Flowmeters for oil and gas measurement have many applications. These include allocation metering, check metering, process measurement, flare and stack gas measurement, district heating, LNG measurement, and shale gas measurement. Different flow technologies are used for these applications, but custody transfer is one of the most important applications.
Custody transfer occurs when the possession of a fluid, such as oil, gas, water, or steam, changes hands from one owner to another. The owner could, for example, be an oil or gas production company, a pipeline company, or a utility company. What typically happens in a custody-transfer flow measurement situation is that one or two custody-transfer flowmeters measure the volume or mass of fluid before the transfer is made, and then another set of flowmeters measures the flow after the transfer. What makes custody transfer unique among flowmeter applications is that money changes hands and that accuracy requirements are higher than they are for most other applications.
Custody-transfer applications have become increasingly important in oil and gas flow measurement. The American Gas Association (AGA, www.aga.org) began studying custody transfer for natural gas applications in the late 1920s. Its first report, called AGA-1, was issued in 1930. AGA-1 dealt with the use of differential-pressure flowmeters with orifice plates for custody-transfer applications. This report was the predecessor of AGA-3, which was first issued in 1955 and reissued in 1992. In 1981, the AGA issued a report on the use of turbine flowmeters for custody-transfer applications. This report applied to gas applications. It was called AGA-7, and it was reissued in 2006. Prior to that, the AGA published AGA-11 in 2003, a report on the use of Coriolis flowmeters for custody-transfer applications.

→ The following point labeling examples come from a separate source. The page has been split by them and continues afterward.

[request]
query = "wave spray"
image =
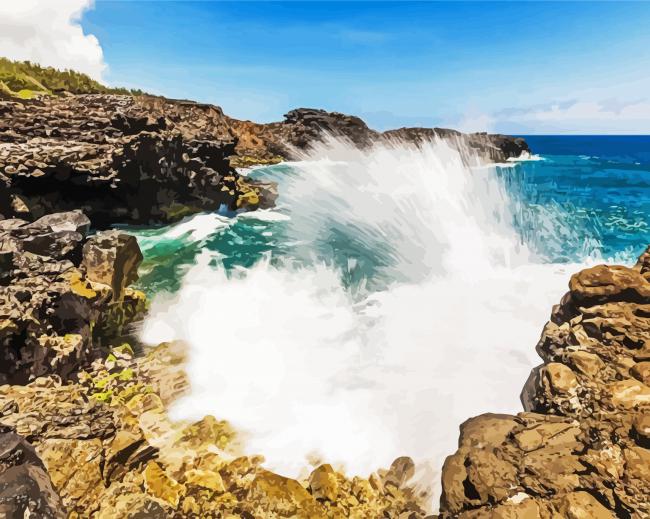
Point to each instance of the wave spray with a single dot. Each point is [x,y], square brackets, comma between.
[409,304]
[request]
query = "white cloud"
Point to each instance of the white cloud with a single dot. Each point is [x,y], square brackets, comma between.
[49,33]
[579,116]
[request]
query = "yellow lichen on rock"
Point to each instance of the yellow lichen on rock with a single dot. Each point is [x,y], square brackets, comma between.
[159,484]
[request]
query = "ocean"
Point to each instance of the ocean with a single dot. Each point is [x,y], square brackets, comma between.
[392,294]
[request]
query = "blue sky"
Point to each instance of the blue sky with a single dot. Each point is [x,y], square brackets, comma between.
[518,67]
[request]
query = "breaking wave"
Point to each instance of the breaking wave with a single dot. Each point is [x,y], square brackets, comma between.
[409,301]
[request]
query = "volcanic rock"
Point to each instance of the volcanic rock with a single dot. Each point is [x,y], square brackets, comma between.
[118,158]
[25,487]
[581,448]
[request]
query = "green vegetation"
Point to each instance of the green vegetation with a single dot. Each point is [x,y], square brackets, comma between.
[26,80]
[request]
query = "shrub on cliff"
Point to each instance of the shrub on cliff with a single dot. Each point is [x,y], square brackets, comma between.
[24,79]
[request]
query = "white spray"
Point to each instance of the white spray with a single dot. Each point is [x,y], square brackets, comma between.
[310,369]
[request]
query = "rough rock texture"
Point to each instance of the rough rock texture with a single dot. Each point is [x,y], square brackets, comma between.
[25,487]
[111,451]
[260,143]
[63,296]
[581,449]
[120,159]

The move to standardize the use of ultrasonic flowmeters for custody transfer began in Europe in the mid-1990s. At that time, Groupe Europeen de Recherches Gaziers (GERG) published Technical Monograph 8, which laid out the criteria for using ultrasonic flowmeters for custody-transfer applications. Following this, the AGA published AGA-9 in 1998, which also specified custody-transfer applications for ultrasonic flowmeters. Though it took some time for this standard to be widely accepted, it has created a surge in the use of ultrasonic flowmeters for custody transfer, especially for natural gas pipeline applications.
While the AGA and the American Petroleum Institute (API) work together on many standards projects, the AGA is more focused on industrial and natural gas, while the API focuses more on petroleum liquids. It should not be surprising, then, that the API has issued its own reports on the use of flowmeters involving custody transfer of liquids. These include API MPMS 5.2 (positive-displacement meters), API MPMS 5.3 (turbine meters), API MPMS 5.6 (Coriolis flowmeters) and API MPMS 5.11 (ultrasonic flowmeters). Other API reports address the use of vortex, magnetic, thermal dispersion, and variable-area flowmeters.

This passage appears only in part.